Rant of the Week: Outdated tactics, technology and thinkers
Many both here and abroad believe that the United States has the most powerful military in the world and for the most part they are correct. However the U.S. will be losing that spot rather quickly if they don’t change the ways they use to win wars, and the people who think them up. The U.S. currently spends 1.75 billion dollars a day on the military all for things that seem new to most, but are still things that were used for WWII strategy. The U.S. is taking baby steps if not smaller to adapt to the 21st Century era of warfighting and warthinking.
The United States has been at war for nearly 10 years and we are having little success and certainly not the overwhelming victory we were promised. This is in part because the terrorist networks are able to attack and slip away in small precise attacks. Whereas the U.S. is still thinking it can fight a war based on mass engagement. If you don’t believe me then have a look at WWI and the German blitzkrieg. The Germans saw that everyone including their own were using outdated tactics and the Germans used that to their advantage in running them over quickly and effectively.
The United States has been spending billions on updating outdated technology this being tanks, aircraft, aircraft carriers and warships along with the failed future warrior system. These things would be rendered useless in a conventional war with a more adapted mobile military. The U.S. is not alone in developing supersonic anti ship missiles, which can incinerate ships, especially the steel hull’s of most U.S. navy ships.
The technology available today that is able to be implemented in battle is being denied for various reasons; one being the Generals and battle plan makers. The men who think up the way to win a war are often an older generation taught at a war college which teaches how battles were won from the past. These Generals then input outdated strategy into a 21st century battlefield. This has been proven time and again since Vietnam. Clearly someone steered them onto the right path by trying to make the military a more mobile connected force. They have expanded the Army’s combat brigades from around 12 to over 50, but that is more to ease troop stress than to help win a war.
The U.S. needs to realize that a lot of smaller brigades will beat the few and the large. The U.S. is currently seeing high success with this as they have been deploying platoon sized elements to smaller FOB’s and those troops work directly with the civilian militia. These groups are well received because they work hand in hand with the civilians and the people are willing to trust them with information. These small groups are linked in with aircraft, artillery and the like, thus making them as effective as a larger force but without the distrust from the people. The higher up’s have been reluctant to allow more of these types of units because they are stuck in the rut of believing the wars of today and tomorrow are going to be mass attack and huge battles. Smaller more agile and technologically linked units; prove to be far more capable of winning today’s wars than the huge army’s of the past.

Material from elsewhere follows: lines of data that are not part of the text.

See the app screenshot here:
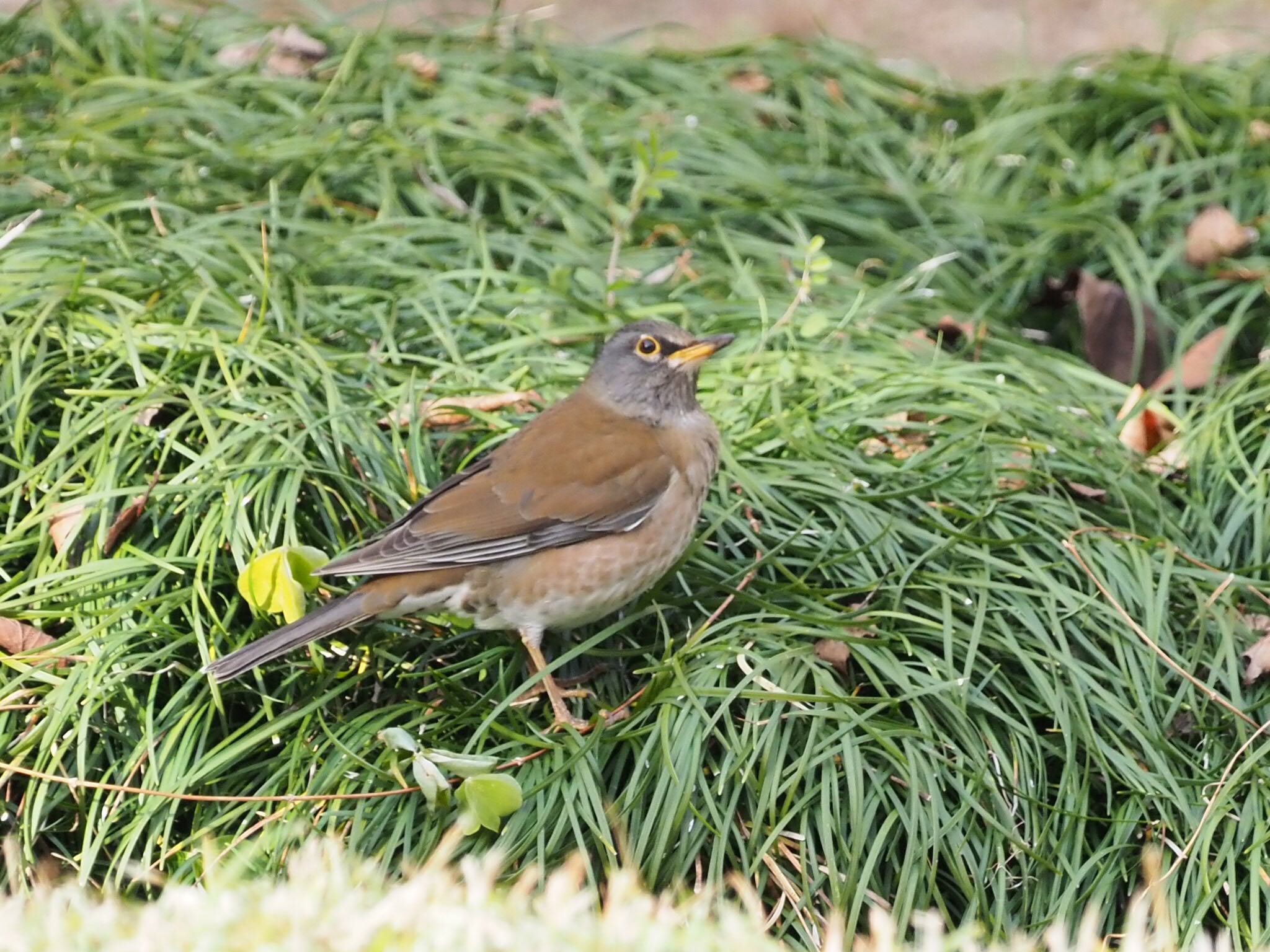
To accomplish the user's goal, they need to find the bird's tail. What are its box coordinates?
[203,591,375,682]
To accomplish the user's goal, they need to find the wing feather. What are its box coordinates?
[320,391,676,575]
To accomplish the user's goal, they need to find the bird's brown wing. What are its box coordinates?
[320,392,674,575]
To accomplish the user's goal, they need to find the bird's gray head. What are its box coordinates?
[585,321,734,423]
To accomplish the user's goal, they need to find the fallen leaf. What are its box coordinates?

Insurgents have learned that a tactic called “swarming” has had excellent success. This is a method of hitting several targets all at once, as seen in the Mumbai attacks. The chances of dealing death blows in battle is far greater using small agile units “swarming” several targets simultaneously than massing an army in convoys and seeking and destroying. Traditional types of warfare are gone, because our enemy has evolved and know how we fight today. We need to adapt for tomorrow. In the future it will take a swarm to defeat a swarm.
Now by using smaller units to defeat foe’s of both larger and smaller size there is no need to reduce the manpower of today, but there is a huge need to reorganize. The military has reduced in size drastically after WWII and Vietnam. Making a smaller effective force linked in and using all of today’s technology will make our military far more able to respond to an attack and much more capable of winning. America is still on the belief that size matters; like a lot of countries. The size is irrelevant if you cannot adapt to the ever evolving enemies. A smaller force with a bigger punch is far better than a large blind man at a boxing tournament. Al Qaeda has taken advantage of this since well before September 11, look at the blow they dealt us; yet here we are 10 years later with no clear victory and ever-increasing attacks in Afghanistan. We provided Afghanistan with the weapons they needed to defeat Russia in the 80′s and they did that by employing technology and small army tactics of swarming. So whatever the U.S. chooses to do, either reduce or restructure or both it will prove to be instrumental in our effort to keep peace and preserve it.
Currently the United States is putting the American people and its allies at greater risk than if it were a 21st century force. To the people who say we’re the best in the world, I cite every major ground combat offensive since WWII as my reasoning. The United States has a huge stick but its made of balsa and hard to swing. The United States has shown how incapable we are at responding to today’s types of attacks and wars and we have been shown how effective those small networked groups of terrorists are, yet we cannot adapt to their way of warfighting. To be on the cutting edge of combat we need to overhaul our way of waging war and the people who design how wars are won.
The United States should learn from the past and see how army’s who changed their strategy, either after a defeat or before one, and adapted to the new combat being waged and achieved massive success, the army’s that are smart enough to realize this before the U.S. become our biggest opponent.